Pertama, Permendag 31 Tahun 2025 tentang Perubahan atas Peraturan Menteri Perdagangan Nomor 18 Tahun 2025 tentang Kebijakan dan Pengaturan Impor Barang Pertanian dan Peternakan, yang turut mengatur impor ubi kayu dan produk turunannya.

Kedua, Permendag 32 Tahun 2025 tentang Perubahan atas Peraturan Menteri Perdagangan Nomor 20 Tahun 2025 tentang Kebijakan dan Pengaturan Impor Bahan Kimia, Bahan Berbahaya, dan Bahan Tambang. Permendag ini mengatur impor etanol.

Baca juga:

Mendag Lepas Ekspor Etanol Senilai 818.400 Dolar AS

"Penerbitan kedua Permendag ini dilakukan sesuai arahan Bapak Presiden. Tujuannya, untuk menjaga kebutuhan industri, melindungi petani dalam negeri, sekaligus menjaga kepastian pasokan bahan baku strategis nasional," kata Mendag Busan, dalam keterangnnya dikutip, Sabtu (20/9).

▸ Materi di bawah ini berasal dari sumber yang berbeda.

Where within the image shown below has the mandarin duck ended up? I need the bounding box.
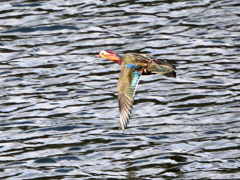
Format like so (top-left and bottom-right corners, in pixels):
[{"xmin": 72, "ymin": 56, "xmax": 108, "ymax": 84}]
[{"xmin": 96, "ymin": 50, "xmax": 176, "ymax": 131}]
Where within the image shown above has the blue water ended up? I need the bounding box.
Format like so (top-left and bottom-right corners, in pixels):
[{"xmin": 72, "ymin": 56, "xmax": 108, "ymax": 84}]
[{"xmin": 0, "ymin": 0, "xmax": 240, "ymax": 180}]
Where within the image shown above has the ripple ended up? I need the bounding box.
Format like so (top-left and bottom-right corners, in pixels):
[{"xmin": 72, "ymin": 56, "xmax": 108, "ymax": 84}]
[{"xmin": 0, "ymin": 0, "xmax": 240, "ymax": 179}]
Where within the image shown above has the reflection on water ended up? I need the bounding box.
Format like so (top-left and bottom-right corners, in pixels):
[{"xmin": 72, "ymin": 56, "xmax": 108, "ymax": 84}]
[{"xmin": 0, "ymin": 0, "xmax": 240, "ymax": 180}]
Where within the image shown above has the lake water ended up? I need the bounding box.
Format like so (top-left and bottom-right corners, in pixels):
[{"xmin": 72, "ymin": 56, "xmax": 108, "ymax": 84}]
[{"xmin": 0, "ymin": 0, "xmax": 240, "ymax": 180}]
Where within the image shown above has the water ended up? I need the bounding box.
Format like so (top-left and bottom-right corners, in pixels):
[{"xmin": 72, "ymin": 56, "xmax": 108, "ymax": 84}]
[{"xmin": 0, "ymin": 0, "xmax": 240, "ymax": 180}]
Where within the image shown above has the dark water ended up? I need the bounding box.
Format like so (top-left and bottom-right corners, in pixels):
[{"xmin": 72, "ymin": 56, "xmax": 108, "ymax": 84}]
[{"xmin": 0, "ymin": 0, "xmax": 240, "ymax": 180}]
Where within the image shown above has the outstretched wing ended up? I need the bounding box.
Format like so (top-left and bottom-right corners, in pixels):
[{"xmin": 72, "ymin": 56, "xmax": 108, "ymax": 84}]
[{"xmin": 118, "ymin": 64, "xmax": 141, "ymax": 131}]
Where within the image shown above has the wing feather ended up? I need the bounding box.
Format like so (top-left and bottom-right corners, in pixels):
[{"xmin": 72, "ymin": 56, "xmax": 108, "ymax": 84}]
[{"xmin": 118, "ymin": 66, "xmax": 141, "ymax": 131}]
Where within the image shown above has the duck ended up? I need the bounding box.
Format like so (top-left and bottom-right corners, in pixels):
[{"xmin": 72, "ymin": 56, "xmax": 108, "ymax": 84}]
[{"xmin": 96, "ymin": 50, "xmax": 176, "ymax": 132}]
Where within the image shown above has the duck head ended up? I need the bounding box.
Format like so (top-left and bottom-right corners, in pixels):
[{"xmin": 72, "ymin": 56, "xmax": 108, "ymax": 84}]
[{"xmin": 96, "ymin": 50, "xmax": 121, "ymax": 65}]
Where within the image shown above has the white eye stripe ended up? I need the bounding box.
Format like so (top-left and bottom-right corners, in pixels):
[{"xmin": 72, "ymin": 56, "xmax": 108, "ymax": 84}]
[{"xmin": 101, "ymin": 50, "xmax": 109, "ymax": 55}]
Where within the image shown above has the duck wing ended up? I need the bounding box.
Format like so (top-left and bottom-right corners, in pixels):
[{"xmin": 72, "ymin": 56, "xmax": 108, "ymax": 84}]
[{"xmin": 118, "ymin": 64, "xmax": 142, "ymax": 131}]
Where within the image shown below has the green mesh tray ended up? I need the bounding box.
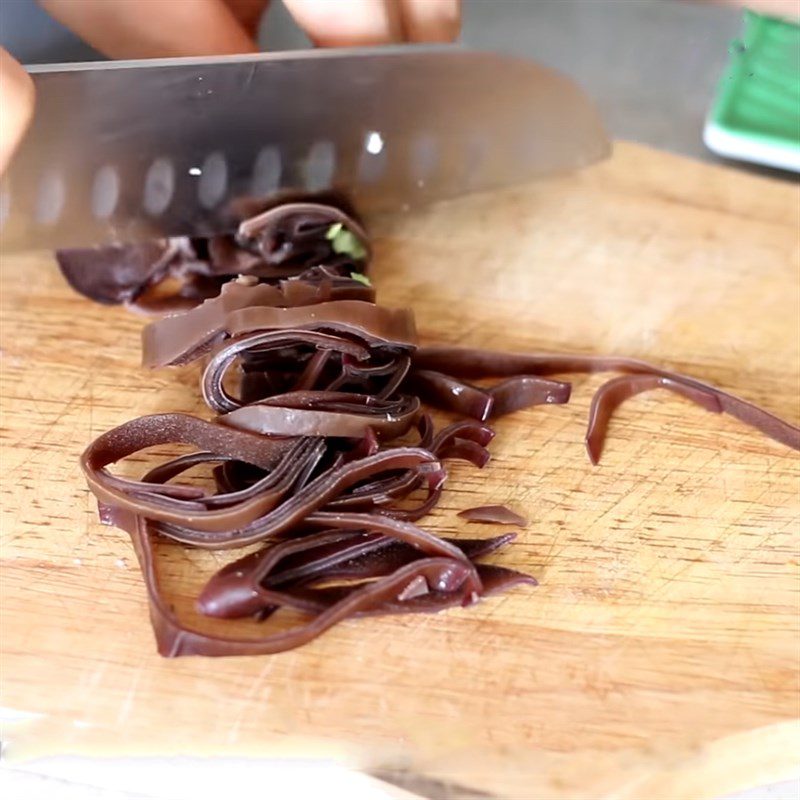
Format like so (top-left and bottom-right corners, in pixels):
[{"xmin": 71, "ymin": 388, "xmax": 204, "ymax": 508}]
[{"xmin": 703, "ymin": 11, "xmax": 800, "ymax": 172}]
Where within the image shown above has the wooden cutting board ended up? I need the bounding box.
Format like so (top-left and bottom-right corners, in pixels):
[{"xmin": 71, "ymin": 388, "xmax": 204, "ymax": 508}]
[{"xmin": 1, "ymin": 144, "xmax": 800, "ymax": 800}]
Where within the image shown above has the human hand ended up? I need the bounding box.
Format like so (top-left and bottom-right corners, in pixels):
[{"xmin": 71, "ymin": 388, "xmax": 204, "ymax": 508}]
[
  {"xmin": 39, "ymin": 0, "xmax": 461, "ymax": 58},
  {"xmin": 0, "ymin": 0, "xmax": 461, "ymax": 174},
  {"xmin": 0, "ymin": 47, "xmax": 33, "ymax": 175}
]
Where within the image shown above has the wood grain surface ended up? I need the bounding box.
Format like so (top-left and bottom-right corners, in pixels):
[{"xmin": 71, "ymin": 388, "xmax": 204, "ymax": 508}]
[{"xmin": 0, "ymin": 144, "xmax": 800, "ymax": 800}]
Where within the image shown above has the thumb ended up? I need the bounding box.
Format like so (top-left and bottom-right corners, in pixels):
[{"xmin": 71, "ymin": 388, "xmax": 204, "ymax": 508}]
[{"xmin": 0, "ymin": 47, "xmax": 34, "ymax": 174}]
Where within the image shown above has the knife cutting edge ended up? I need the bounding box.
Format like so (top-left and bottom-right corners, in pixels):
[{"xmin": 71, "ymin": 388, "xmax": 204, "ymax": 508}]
[{"xmin": 0, "ymin": 46, "xmax": 610, "ymax": 251}]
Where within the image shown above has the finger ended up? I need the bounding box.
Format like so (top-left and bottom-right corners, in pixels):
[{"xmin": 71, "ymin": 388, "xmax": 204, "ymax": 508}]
[
  {"xmin": 399, "ymin": 0, "xmax": 461, "ymax": 42},
  {"xmin": 40, "ymin": 0, "xmax": 256, "ymax": 58},
  {"xmin": 283, "ymin": 0, "xmax": 403, "ymax": 47},
  {"xmin": 0, "ymin": 47, "xmax": 34, "ymax": 174}
]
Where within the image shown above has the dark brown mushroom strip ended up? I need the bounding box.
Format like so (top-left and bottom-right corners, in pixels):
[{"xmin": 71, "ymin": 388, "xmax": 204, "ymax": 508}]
[
  {"xmin": 86, "ymin": 414, "xmax": 448, "ymax": 554},
  {"xmin": 586, "ymin": 375, "xmax": 722, "ymax": 464},
  {"xmin": 241, "ymin": 564, "xmax": 538, "ymax": 619},
  {"xmin": 124, "ymin": 510, "xmax": 480, "ymax": 658},
  {"xmin": 488, "ymin": 375, "xmax": 572, "ymax": 418},
  {"xmin": 407, "ymin": 369, "xmax": 494, "ymax": 421},
  {"xmin": 56, "ymin": 201, "xmax": 374, "ymax": 314},
  {"xmin": 414, "ymin": 347, "xmax": 800, "ymax": 450},
  {"xmin": 458, "ymin": 506, "xmax": 528, "ymax": 528},
  {"xmin": 56, "ymin": 239, "xmax": 191, "ymax": 305},
  {"xmin": 142, "ymin": 288, "xmax": 396, "ymax": 367},
  {"xmin": 201, "ymin": 330, "xmax": 370, "ymax": 414},
  {"xmin": 217, "ymin": 392, "xmax": 420, "ymax": 440},
  {"xmin": 237, "ymin": 203, "xmax": 370, "ymax": 271}
]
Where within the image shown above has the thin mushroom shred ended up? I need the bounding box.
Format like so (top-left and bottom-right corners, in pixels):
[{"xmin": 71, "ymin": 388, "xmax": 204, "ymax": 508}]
[{"xmin": 79, "ymin": 202, "xmax": 800, "ymax": 657}]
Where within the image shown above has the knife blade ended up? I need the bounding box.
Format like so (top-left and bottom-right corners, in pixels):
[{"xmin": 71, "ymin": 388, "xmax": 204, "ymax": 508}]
[{"xmin": 0, "ymin": 46, "xmax": 609, "ymax": 251}]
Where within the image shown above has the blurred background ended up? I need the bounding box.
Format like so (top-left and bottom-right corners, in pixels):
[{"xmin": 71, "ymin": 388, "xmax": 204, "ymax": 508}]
[{"xmin": 0, "ymin": 0, "xmax": 764, "ymax": 165}]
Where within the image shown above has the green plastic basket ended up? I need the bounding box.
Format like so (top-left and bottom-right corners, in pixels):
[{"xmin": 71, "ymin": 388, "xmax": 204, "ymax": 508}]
[{"xmin": 703, "ymin": 11, "xmax": 800, "ymax": 172}]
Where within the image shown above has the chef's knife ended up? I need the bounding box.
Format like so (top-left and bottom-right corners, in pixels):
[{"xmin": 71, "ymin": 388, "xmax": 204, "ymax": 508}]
[{"xmin": 0, "ymin": 46, "xmax": 609, "ymax": 251}]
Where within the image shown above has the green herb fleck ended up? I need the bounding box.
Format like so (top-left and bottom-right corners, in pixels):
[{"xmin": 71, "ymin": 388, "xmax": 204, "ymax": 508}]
[
  {"xmin": 325, "ymin": 222, "xmax": 367, "ymax": 261},
  {"xmin": 350, "ymin": 272, "xmax": 372, "ymax": 286},
  {"xmin": 325, "ymin": 222, "xmax": 344, "ymax": 242}
]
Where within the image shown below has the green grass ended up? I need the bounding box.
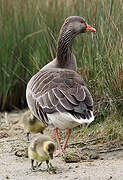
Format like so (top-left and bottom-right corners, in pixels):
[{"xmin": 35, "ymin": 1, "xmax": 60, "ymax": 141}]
[
  {"xmin": 0, "ymin": 0, "xmax": 123, "ymax": 122},
  {"xmin": 70, "ymin": 113, "xmax": 123, "ymax": 145}
]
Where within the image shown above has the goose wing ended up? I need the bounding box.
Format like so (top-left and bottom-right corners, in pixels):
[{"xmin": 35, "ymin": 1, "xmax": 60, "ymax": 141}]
[{"xmin": 26, "ymin": 69, "xmax": 93, "ymax": 124}]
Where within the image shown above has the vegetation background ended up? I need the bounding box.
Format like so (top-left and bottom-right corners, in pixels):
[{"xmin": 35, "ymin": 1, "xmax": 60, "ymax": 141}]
[{"xmin": 0, "ymin": 0, "xmax": 123, "ymax": 126}]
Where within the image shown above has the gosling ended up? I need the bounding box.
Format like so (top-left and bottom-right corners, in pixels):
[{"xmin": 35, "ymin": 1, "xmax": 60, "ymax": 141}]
[
  {"xmin": 28, "ymin": 135, "xmax": 56, "ymax": 172},
  {"xmin": 22, "ymin": 110, "xmax": 46, "ymax": 142}
]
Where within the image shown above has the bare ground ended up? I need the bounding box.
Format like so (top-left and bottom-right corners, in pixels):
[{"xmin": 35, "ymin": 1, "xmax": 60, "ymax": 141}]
[{"xmin": 0, "ymin": 111, "xmax": 123, "ymax": 180}]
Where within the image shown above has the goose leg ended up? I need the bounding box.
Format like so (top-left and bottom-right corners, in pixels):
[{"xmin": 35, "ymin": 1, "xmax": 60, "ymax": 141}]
[
  {"xmin": 53, "ymin": 128, "xmax": 63, "ymax": 157},
  {"xmin": 26, "ymin": 132, "xmax": 30, "ymax": 142},
  {"xmin": 63, "ymin": 129, "xmax": 72, "ymax": 151}
]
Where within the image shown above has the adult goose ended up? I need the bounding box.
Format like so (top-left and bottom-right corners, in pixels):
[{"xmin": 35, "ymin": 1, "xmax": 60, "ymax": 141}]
[{"xmin": 26, "ymin": 16, "xmax": 96, "ymax": 155}]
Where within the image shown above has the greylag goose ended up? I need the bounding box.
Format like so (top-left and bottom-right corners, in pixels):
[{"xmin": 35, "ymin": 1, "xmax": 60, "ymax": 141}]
[
  {"xmin": 26, "ymin": 16, "xmax": 96, "ymax": 155},
  {"xmin": 22, "ymin": 110, "xmax": 46, "ymax": 142},
  {"xmin": 28, "ymin": 135, "xmax": 56, "ymax": 171}
]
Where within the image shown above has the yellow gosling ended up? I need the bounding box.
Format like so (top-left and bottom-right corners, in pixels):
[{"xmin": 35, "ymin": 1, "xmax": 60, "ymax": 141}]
[{"xmin": 28, "ymin": 135, "xmax": 56, "ymax": 171}]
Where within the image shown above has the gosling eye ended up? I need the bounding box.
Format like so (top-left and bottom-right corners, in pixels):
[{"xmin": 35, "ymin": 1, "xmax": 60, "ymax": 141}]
[{"xmin": 48, "ymin": 148, "xmax": 50, "ymax": 152}]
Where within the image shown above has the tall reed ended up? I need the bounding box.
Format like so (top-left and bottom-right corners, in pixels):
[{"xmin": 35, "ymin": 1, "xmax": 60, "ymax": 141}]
[{"xmin": 0, "ymin": 0, "xmax": 123, "ymax": 118}]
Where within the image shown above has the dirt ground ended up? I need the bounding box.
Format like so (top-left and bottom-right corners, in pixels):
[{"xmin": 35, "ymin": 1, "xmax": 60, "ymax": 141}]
[{"xmin": 0, "ymin": 111, "xmax": 123, "ymax": 180}]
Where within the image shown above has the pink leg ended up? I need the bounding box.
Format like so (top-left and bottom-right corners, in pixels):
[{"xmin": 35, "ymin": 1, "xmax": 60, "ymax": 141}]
[
  {"xmin": 53, "ymin": 128, "xmax": 63, "ymax": 157},
  {"xmin": 63, "ymin": 129, "xmax": 72, "ymax": 150}
]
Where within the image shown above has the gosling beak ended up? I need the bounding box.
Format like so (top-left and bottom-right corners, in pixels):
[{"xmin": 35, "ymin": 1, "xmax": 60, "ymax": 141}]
[
  {"xmin": 86, "ymin": 24, "xmax": 96, "ymax": 32},
  {"xmin": 49, "ymin": 154, "xmax": 53, "ymax": 159}
]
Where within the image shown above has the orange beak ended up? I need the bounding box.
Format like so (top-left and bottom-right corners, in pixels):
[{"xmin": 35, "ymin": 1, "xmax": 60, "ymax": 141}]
[{"xmin": 86, "ymin": 24, "xmax": 96, "ymax": 32}]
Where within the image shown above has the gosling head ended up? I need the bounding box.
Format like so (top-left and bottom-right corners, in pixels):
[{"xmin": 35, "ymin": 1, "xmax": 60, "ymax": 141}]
[{"xmin": 43, "ymin": 141, "xmax": 56, "ymax": 159}]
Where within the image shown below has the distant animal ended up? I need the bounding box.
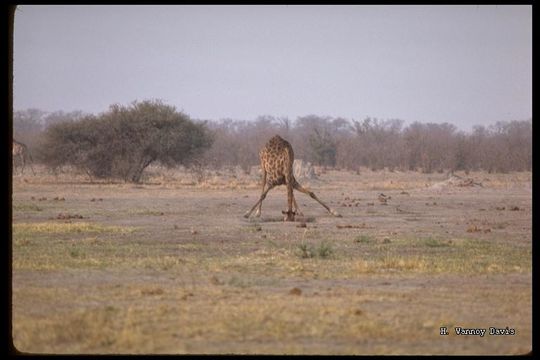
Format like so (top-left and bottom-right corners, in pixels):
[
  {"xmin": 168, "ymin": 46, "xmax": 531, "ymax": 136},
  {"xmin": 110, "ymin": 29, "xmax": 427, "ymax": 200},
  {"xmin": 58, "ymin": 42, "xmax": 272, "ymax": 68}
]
[
  {"xmin": 244, "ymin": 135, "xmax": 341, "ymax": 221},
  {"xmin": 12, "ymin": 139, "xmax": 36, "ymax": 175}
]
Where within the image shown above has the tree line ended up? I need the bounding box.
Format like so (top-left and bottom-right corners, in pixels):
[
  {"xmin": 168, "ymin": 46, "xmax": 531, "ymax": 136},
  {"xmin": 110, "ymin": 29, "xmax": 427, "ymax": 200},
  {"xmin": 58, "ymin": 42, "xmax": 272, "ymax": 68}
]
[
  {"xmin": 13, "ymin": 101, "xmax": 532, "ymax": 182},
  {"xmin": 199, "ymin": 115, "xmax": 532, "ymax": 173}
]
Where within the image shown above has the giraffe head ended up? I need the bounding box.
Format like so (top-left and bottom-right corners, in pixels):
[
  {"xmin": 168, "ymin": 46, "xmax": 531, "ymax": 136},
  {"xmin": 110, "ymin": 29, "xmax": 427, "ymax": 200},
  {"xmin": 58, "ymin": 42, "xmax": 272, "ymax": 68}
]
[{"xmin": 281, "ymin": 210, "xmax": 296, "ymax": 221}]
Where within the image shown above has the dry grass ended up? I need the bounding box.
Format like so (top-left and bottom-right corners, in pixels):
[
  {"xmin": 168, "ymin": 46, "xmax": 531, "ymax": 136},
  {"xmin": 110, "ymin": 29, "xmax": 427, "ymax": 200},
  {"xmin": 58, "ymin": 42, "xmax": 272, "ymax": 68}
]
[{"xmin": 12, "ymin": 169, "xmax": 532, "ymax": 354}]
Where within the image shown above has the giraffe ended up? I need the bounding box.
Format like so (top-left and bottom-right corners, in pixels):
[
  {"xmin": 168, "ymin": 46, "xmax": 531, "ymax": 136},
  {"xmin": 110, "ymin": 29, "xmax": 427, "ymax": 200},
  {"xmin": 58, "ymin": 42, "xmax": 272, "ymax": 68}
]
[
  {"xmin": 244, "ymin": 135, "xmax": 341, "ymax": 221},
  {"xmin": 12, "ymin": 139, "xmax": 36, "ymax": 175}
]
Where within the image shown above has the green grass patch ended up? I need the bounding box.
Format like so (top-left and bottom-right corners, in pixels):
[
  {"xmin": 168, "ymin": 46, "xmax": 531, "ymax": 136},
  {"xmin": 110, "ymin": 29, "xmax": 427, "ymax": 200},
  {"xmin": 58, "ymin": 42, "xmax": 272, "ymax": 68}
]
[
  {"xmin": 13, "ymin": 222, "xmax": 136, "ymax": 238},
  {"xmin": 354, "ymin": 235, "xmax": 375, "ymax": 244}
]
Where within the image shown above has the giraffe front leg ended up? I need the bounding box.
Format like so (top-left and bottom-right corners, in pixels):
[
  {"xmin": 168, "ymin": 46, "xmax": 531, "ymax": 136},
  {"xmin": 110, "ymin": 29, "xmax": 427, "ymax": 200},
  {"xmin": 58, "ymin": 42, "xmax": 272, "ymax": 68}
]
[{"xmin": 293, "ymin": 196, "xmax": 304, "ymax": 217}]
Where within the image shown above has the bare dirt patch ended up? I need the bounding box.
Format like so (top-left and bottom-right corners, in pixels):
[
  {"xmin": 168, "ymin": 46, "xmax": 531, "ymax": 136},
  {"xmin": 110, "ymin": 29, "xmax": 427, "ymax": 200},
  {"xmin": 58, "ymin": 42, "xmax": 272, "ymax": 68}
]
[{"xmin": 12, "ymin": 168, "xmax": 532, "ymax": 354}]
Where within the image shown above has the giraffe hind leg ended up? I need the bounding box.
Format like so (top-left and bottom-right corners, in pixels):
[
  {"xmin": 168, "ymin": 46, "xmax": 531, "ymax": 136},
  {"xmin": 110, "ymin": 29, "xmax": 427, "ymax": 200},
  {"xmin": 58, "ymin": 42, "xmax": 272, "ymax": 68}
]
[{"xmin": 244, "ymin": 185, "xmax": 274, "ymax": 218}]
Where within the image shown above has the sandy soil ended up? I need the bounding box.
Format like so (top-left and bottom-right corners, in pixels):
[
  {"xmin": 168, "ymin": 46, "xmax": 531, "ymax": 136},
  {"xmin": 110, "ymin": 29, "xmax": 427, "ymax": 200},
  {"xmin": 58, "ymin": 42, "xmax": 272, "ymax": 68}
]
[{"xmin": 12, "ymin": 169, "xmax": 532, "ymax": 354}]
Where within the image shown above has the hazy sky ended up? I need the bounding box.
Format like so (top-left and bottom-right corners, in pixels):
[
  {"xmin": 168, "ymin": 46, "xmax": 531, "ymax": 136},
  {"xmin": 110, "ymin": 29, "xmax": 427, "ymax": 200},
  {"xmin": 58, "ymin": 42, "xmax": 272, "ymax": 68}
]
[{"xmin": 14, "ymin": 5, "xmax": 532, "ymax": 129}]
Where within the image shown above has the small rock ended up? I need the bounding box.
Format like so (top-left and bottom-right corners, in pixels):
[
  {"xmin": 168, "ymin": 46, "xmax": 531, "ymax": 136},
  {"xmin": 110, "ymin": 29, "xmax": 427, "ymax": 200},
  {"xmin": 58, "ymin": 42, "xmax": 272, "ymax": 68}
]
[{"xmin": 289, "ymin": 287, "xmax": 302, "ymax": 295}]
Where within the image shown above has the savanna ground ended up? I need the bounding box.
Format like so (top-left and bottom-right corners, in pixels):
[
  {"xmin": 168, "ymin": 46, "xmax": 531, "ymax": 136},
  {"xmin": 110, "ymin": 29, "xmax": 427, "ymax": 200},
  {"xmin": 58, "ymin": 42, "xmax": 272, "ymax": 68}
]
[{"xmin": 12, "ymin": 168, "xmax": 532, "ymax": 354}]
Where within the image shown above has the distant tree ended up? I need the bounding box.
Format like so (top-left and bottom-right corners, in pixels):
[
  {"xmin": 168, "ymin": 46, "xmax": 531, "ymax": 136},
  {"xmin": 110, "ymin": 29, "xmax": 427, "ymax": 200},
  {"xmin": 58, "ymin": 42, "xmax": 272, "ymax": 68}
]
[{"xmin": 42, "ymin": 101, "xmax": 213, "ymax": 182}]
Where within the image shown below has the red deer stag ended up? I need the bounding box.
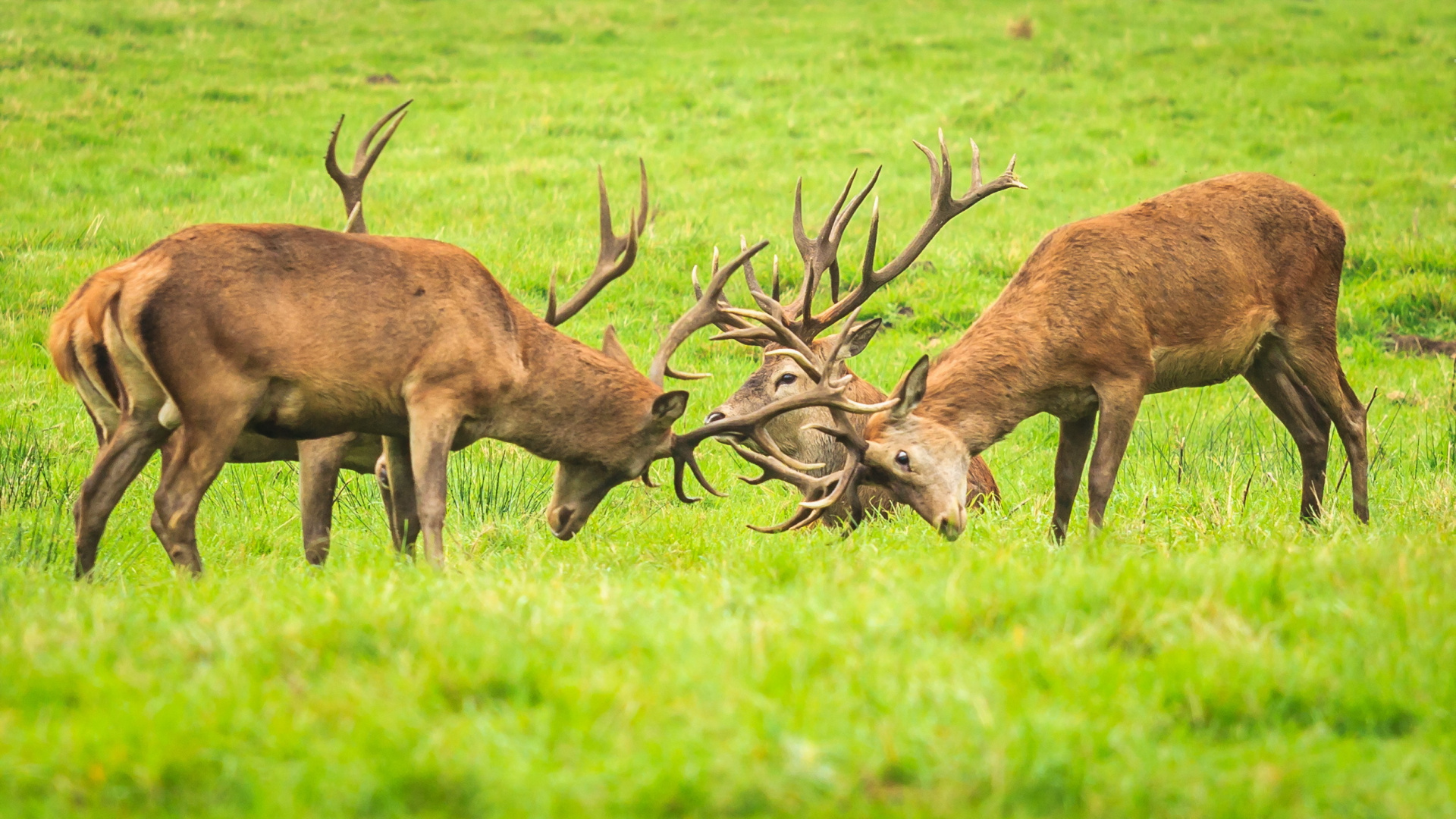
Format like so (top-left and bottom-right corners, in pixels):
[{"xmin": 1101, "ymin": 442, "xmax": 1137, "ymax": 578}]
[
  {"xmin": 733, "ymin": 174, "xmax": 1370, "ymax": 539},
  {"xmin": 706, "ymin": 134, "xmax": 1025, "ymax": 531},
  {"xmin": 46, "ymin": 101, "xmax": 413, "ymax": 564},
  {"xmin": 61, "ymin": 142, "xmax": 667, "ymax": 576}
]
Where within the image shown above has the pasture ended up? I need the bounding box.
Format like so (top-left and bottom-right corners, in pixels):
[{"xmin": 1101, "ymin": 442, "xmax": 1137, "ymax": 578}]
[{"xmin": 0, "ymin": 0, "xmax": 1456, "ymax": 817}]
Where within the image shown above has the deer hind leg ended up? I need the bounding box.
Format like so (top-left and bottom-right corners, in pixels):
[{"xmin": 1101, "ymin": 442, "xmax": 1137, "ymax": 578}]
[
  {"xmin": 299, "ymin": 433, "xmax": 356, "ymax": 566},
  {"xmin": 1087, "ymin": 381, "xmax": 1144, "ymax": 526},
  {"xmin": 73, "ymin": 416, "xmax": 172, "ymax": 580},
  {"xmin": 374, "ymin": 436, "xmax": 419, "ymax": 557},
  {"xmin": 152, "ymin": 405, "xmax": 250, "ymax": 574},
  {"xmin": 1051, "ymin": 413, "xmax": 1097, "ymax": 544},
  {"xmin": 1285, "ymin": 335, "xmax": 1370, "ymax": 523},
  {"xmin": 1244, "ymin": 347, "xmax": 1329, "ymax": 523},
  {"xmin": 410, "ymin": 405, "xmax": 460, "ymax": 567}
]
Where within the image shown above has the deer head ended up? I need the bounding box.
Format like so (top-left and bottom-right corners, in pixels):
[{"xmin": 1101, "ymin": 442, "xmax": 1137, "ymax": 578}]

Aturan Baru Impor Ubi Kayu

Satu pokok pengaturan dalam Permendag 31/2025 adalah penyesuaian kebijakan impor komoditas ubi kayu/singkong dan produk turunannya seperti tepung tapioka. Instrumen pengaturan impor ditetapkan melalui mekanisme Persetujuan Impor (PI) yang hanya dapat diberikan kepada importir pemegang Angka Pengenal Impor produsen (API-P).

"Adapun persyaratan impor tersebut berupa Rekomendasi Teknis dari Kementerian Perindustrian atau Neraca Komoditas (NK) jika telah tersedia dan pengawasan dilakukan di pabean (border)," ungkap Mendag Busan.

Kemendag mendorong ubi kayu/singkong dan produk turunannya agar masuk ke dalam neraca komoditas ke depannya. Artinya, kebijakan impornya disesuaikan kebutuhan nasional, kapasitas produksi dalam negeri, dan potensi kekurangannya. "Kepentingan industri terpenuhi dan perlindungan terhadap petani singkong juga terjaga," imbuh Mendag.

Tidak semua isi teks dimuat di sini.